Governor Kim Reynolds may issue restrictions related to the COVID-19 outbreak that are local and not statewide.
“We are able to look at the metrics based on communities, based on counties, based on regions,” Reynolds said today during her daily COVID-19 briefing.
Reynolds, so far, has issued proclamations during the pandemic that are statewide in scope and has advised city and county officials that they do not have authority to issue local “stay at home” orders. Hot spots of the virus seem to be developing in the state.

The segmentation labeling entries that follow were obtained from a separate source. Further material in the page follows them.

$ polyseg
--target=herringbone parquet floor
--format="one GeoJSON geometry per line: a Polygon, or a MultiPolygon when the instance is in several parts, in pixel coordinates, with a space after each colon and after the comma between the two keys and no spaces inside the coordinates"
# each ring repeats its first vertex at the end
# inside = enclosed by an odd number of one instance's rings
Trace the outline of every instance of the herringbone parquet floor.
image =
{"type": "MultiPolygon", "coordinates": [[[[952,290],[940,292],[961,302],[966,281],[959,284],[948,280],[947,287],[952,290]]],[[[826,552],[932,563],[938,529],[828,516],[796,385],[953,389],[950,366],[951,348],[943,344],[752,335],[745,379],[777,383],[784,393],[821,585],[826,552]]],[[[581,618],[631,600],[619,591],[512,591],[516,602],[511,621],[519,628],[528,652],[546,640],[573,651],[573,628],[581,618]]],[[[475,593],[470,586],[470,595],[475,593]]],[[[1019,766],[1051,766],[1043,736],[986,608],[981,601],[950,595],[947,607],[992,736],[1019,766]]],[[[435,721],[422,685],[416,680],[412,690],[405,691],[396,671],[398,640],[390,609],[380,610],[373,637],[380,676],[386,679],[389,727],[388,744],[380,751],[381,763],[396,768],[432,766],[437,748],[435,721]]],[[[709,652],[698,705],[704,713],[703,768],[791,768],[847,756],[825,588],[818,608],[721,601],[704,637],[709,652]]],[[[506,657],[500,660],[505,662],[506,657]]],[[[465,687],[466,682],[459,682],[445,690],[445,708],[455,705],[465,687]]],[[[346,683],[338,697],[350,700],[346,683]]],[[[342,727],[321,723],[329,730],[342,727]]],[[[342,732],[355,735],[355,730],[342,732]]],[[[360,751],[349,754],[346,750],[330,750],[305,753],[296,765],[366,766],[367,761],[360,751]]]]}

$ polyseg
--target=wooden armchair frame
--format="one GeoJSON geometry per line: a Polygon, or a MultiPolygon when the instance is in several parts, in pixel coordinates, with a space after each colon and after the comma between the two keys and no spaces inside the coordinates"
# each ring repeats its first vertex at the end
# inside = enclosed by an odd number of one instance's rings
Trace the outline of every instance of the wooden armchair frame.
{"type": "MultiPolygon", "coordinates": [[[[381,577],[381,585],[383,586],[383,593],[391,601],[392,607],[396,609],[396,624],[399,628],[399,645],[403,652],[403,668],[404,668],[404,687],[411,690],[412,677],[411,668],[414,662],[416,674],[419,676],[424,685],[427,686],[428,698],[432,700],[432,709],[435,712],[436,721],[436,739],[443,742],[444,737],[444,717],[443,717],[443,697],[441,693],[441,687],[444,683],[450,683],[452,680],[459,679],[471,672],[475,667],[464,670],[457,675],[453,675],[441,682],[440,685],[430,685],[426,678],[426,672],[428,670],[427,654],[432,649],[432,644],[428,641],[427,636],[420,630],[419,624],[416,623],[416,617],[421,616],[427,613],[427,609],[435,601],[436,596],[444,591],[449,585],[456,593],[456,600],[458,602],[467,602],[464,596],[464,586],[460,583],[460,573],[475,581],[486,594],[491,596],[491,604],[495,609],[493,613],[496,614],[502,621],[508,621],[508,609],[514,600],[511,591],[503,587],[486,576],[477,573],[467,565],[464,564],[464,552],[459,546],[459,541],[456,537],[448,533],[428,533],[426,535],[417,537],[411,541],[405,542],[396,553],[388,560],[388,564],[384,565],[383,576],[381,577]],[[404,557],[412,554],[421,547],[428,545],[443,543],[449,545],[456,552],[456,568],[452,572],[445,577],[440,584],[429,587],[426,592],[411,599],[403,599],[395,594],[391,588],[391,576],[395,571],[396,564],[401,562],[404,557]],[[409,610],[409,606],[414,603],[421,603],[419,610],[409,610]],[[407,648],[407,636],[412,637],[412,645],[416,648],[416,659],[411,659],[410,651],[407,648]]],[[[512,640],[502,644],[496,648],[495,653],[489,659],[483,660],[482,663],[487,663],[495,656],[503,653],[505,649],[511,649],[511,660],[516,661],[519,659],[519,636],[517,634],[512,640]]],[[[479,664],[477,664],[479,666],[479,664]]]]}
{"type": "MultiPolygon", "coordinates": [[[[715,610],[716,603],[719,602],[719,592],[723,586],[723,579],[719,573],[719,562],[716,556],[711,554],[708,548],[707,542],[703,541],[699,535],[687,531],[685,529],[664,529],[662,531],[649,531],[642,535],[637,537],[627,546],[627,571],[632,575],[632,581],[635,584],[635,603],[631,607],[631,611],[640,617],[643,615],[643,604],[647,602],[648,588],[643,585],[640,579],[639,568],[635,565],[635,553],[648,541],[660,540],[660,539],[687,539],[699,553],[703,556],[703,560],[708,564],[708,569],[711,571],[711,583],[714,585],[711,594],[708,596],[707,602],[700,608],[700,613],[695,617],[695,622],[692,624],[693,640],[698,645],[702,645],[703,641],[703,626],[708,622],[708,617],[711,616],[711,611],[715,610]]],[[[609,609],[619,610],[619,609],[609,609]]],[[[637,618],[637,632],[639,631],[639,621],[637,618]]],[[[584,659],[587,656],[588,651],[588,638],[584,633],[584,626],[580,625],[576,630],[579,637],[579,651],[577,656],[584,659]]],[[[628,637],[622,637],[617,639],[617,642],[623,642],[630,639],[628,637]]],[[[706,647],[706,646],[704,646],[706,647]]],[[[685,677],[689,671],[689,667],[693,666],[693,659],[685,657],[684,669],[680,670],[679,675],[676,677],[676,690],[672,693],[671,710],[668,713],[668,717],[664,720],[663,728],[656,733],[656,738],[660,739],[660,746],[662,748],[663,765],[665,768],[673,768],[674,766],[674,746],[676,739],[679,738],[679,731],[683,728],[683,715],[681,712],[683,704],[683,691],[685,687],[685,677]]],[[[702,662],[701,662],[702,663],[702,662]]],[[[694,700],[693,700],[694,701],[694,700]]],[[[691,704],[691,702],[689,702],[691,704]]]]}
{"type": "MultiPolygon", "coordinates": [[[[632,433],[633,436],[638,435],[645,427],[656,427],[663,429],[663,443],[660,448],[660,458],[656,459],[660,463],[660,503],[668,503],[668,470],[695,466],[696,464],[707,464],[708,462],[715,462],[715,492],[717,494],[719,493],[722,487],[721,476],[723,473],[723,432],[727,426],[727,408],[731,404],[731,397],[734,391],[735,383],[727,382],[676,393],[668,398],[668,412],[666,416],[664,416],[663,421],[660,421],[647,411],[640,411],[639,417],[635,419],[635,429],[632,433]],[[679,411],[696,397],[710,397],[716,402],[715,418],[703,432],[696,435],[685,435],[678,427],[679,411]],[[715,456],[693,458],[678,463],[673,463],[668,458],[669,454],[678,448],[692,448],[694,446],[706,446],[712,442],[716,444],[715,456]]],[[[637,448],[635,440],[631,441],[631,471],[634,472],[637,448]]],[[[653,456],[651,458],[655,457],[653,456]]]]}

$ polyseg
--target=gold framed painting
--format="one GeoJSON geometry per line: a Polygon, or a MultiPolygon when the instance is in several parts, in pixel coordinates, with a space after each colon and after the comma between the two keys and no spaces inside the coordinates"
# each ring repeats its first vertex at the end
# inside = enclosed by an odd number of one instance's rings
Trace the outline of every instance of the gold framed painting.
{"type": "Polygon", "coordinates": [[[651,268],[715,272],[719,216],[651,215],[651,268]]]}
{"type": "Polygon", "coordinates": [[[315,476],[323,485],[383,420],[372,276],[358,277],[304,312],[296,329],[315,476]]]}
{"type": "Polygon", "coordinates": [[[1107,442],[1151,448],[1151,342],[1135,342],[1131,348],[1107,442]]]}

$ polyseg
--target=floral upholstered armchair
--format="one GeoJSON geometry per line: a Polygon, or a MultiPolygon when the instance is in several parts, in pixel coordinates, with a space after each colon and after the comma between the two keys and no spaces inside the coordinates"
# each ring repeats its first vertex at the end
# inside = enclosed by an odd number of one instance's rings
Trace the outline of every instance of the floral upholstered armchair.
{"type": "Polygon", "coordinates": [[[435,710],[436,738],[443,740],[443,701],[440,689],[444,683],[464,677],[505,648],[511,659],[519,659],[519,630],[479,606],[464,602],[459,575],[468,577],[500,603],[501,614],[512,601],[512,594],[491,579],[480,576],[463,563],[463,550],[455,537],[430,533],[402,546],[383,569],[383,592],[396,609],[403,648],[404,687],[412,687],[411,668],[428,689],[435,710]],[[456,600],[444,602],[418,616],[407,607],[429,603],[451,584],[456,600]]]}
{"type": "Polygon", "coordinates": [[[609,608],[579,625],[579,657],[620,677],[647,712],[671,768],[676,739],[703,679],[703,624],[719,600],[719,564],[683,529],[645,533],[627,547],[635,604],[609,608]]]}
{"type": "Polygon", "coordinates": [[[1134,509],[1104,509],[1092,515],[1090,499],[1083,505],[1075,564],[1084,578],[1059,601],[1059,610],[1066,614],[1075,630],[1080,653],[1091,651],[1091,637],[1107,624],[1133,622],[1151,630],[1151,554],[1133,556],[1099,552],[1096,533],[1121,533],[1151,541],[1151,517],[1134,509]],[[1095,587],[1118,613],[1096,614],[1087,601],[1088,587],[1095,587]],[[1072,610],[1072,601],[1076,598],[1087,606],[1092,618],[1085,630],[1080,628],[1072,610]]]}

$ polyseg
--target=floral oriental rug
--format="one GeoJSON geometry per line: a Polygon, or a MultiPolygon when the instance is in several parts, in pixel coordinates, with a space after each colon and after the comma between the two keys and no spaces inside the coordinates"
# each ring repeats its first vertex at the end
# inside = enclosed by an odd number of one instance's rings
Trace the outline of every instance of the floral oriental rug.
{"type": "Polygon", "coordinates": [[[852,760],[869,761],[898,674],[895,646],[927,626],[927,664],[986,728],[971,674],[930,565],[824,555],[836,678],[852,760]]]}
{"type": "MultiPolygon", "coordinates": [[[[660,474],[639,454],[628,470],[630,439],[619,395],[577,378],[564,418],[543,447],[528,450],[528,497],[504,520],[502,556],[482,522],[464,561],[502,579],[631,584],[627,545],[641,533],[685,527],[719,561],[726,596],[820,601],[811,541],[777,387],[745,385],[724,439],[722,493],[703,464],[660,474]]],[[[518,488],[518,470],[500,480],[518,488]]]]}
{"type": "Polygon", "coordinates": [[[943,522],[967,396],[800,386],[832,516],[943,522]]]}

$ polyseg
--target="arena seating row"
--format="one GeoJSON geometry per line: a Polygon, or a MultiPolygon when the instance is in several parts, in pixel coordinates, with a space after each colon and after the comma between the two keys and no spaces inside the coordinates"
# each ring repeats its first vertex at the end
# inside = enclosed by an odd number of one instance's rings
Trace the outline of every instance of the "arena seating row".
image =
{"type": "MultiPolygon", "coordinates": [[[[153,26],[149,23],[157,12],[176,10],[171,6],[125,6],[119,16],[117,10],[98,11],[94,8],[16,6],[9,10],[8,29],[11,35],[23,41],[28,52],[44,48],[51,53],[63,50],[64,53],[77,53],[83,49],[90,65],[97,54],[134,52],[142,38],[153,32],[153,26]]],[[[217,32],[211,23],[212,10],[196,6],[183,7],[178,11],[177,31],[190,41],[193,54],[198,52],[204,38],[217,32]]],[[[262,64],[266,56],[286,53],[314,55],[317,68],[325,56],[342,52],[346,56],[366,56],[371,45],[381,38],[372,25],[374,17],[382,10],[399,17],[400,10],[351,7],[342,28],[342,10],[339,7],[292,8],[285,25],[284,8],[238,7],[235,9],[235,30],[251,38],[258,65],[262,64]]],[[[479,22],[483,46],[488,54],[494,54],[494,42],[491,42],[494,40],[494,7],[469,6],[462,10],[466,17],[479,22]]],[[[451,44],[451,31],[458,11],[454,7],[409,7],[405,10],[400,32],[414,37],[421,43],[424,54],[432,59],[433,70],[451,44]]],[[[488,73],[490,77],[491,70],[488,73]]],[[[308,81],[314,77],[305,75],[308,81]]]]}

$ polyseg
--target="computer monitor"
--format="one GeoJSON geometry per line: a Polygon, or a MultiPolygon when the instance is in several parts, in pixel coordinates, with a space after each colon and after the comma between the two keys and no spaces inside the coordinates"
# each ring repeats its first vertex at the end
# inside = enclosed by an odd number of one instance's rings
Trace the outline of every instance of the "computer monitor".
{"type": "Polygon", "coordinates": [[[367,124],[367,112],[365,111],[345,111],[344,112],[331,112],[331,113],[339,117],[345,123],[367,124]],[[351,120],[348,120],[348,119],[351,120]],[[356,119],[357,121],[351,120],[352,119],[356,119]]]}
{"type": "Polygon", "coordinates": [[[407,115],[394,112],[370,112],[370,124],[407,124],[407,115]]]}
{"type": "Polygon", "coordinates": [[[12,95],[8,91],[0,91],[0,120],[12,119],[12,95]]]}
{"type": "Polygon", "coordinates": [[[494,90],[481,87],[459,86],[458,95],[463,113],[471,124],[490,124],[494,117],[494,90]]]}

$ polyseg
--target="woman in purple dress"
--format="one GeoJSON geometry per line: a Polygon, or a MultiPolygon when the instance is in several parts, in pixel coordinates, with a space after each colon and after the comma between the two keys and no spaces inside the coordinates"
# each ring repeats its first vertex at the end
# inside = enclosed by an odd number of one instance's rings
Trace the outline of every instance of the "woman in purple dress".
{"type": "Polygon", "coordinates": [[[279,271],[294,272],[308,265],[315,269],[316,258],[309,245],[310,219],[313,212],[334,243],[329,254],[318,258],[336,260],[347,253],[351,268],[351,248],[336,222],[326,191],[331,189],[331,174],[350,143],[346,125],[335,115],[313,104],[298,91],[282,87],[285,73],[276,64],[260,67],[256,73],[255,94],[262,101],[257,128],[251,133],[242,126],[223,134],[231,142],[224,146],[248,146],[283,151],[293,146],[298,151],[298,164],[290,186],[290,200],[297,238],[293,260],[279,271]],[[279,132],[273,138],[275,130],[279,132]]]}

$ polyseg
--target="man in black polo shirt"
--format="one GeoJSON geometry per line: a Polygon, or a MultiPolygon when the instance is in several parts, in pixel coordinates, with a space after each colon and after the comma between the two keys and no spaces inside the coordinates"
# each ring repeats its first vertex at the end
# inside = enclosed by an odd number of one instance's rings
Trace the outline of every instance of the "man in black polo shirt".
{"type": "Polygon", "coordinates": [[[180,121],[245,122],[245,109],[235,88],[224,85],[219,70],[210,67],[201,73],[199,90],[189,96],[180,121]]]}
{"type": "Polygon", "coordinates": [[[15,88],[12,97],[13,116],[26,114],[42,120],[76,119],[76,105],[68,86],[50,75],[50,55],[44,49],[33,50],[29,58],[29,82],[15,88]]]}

By mid-day Wednesday, 37% of the confirmed cases of COVID-19 in Iowa were in Linn, Johnson and Washington Counties.
“There are different variations of the impact across the state,” Reynolds said. “…We’re going to try to identify where some of the hotspots are…see if there are additional directives that we need to put in place that would help mitigate what we are starting to see there.”
Reynolds has repeatedly referred to the “metrics” she and her administrators are reviewing to decide if more restrictions are necessary. Reynolds told reporters she’ll use the same data to decide when businesses she’s ordered to close may reopen.
“That might happen in different pockets of the state as well,” Reynolds said.
Researchers at the University of Washington have projected more than 1,367 Iowans could die of COVID-19 by August. Reynolds told reporters that calculation didn’t take into account actions in Iowa aimed at stopping the illness from spreading.
“‘For instance, we’ve closed schools. The colleges and universities have shut down,” Reynolds said. “We’ve shut down some non-essential businesses. We’ve reduced social gatherings to less than 10. We’re practicing social distancing.”
University of Washington researchers considered “stay at home” measures as a key in reducing fatalities. Reynolds indicated the state epidemiologist is working with University of Iowa experts to come up with a fatality estimate for the state.
So far, state officials have linked the deaths of nine Iowans to COVID-19. A total of 549 Iowans have been confirmed, through limited testing, to have the virus. Public health investigators are checking in with each patient and state officials say 118 of the Iowans who tested positive for COVID-19 have recovered.